Tautan-tautan Akses

AS

Biden Cabut Larangan Aplikasi TikTok, WeChat


Presiden Biden memerintahkan Departemen Perdagangan AS untuk meninjau isu keamanan dari aplikasi TikTok dan WeChat logos. (Foto: ilustrasi).

Presiden AS Joe Biden, pada hari Rabu (9/6), mencabut serangkaian perintah eksekutif era mantan Presiden Donald Trump yang berusaha melarang pengunduhan baru aplikasi WeChat dan TikTok, dan memerintahkan Departemen Perdagangan meninjau isu keamanan yang muncul dari kedua aplikasi tersebut dan aplikasi-aplikasi lain.

Pemerintahan mantan Presiden Trump sempat berusaha menghalangi pengunduhan aplikasi oleh pengguna baru dan melarang transaksi teknis lainnya, sehingga TikTok, aplikasi berbagi video pendek milik perusahaan China, serta WeChat mengatakan akan memblokir penggunaan aplikasi mereka di AS.

Pengadilan lantas memblokir perintah eksekutif yang tidak pernah sempat diberlakukan itu.

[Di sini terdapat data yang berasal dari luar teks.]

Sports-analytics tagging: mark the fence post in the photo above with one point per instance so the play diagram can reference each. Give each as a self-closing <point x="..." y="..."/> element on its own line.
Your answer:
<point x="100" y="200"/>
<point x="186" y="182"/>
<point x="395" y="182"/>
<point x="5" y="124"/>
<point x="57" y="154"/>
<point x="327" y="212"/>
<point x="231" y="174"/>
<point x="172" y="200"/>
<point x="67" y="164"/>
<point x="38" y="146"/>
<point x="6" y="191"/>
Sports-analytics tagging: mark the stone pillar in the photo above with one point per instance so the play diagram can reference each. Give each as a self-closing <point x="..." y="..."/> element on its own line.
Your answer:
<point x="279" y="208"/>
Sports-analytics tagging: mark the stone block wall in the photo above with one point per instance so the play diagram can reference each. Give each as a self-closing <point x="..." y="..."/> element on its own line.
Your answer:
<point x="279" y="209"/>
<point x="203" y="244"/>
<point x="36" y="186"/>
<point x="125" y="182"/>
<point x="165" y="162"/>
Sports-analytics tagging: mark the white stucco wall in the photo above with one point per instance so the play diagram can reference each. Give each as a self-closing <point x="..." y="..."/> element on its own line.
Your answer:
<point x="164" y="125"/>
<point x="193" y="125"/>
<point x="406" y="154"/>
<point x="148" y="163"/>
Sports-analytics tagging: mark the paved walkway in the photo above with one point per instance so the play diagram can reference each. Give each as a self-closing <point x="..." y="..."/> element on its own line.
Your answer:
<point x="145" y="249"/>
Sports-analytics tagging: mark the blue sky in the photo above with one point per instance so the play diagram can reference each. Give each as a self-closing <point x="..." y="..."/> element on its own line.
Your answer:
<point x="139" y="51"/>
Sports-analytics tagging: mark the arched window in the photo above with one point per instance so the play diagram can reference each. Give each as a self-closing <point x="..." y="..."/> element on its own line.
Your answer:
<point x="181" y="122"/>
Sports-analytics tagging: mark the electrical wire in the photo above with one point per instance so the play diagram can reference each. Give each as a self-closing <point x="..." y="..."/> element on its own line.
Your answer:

Sementara, tinjauan lainnya mengenai TikTok dalam kaitannya dengan keamanan nasional AS yang dimulai pada akhir 2019 masih berlangsung, kata pejabat Gedung Putih, tanpa bersedia memberikan rincian lebih lanjut. Gedung Putih masih merasa khawatir tentang risiko data pengguna TikTok, kata pejabat pemerintahan yang lain.

Perintah Biden itu mengarahkan Departemen Perdagangan untuk memantau aplikasi perangkat lunak seperti TikTok yang dapat memengaruhi keamanan nasional AS, sekaligus untuk mengeluarkan rekomendasi dalam kurun 120 hari untuk melindungi data AS yang diperoleh atau dapat diakses perusahaan-perusahaan yang dikendalikan oleh musuh asing.

TikTok menolak memberikan tanggapan, sementara WeChat tidak segera memberikan komentar.

WeChat, yang sudah diunduh setidaknya 19 juta kali oleh pengguna AS, digunakan secara meluas sebagai media penyedia layanan, gim dan fungsi pembayaran.

Departemen Perdagangan AS diarahkan untuk memantau aplikasi perangkat lunak seperti TikTok dan WeChat yang dianggap dapat memengaruhi keamanan nasional AS. (Foto: ilustrasi).
Departemen Perdagangan AS diarahkan untuk memantau aplikasi perangkat lunak seperti TikTok dan WeChat yang dianggap dapat memengaruhi keamanan nasional AS. (Foto: ilustrasi).

Michael Bien, pengacara utama untuk WeChat Users Alliance alias Aliansi Pengguna WeChat, yang melayangkan gugatan untuk memblokir perintah Trump, memuji pemerintahan Biden yang mencabut “larangan salah sasaran pada WeChat… yang telah menyebabkan penutupan sebuah platform komunikasi besar yang diandalkan jutaan orang di AS, yang belum pernah terjadi sebelumnya.”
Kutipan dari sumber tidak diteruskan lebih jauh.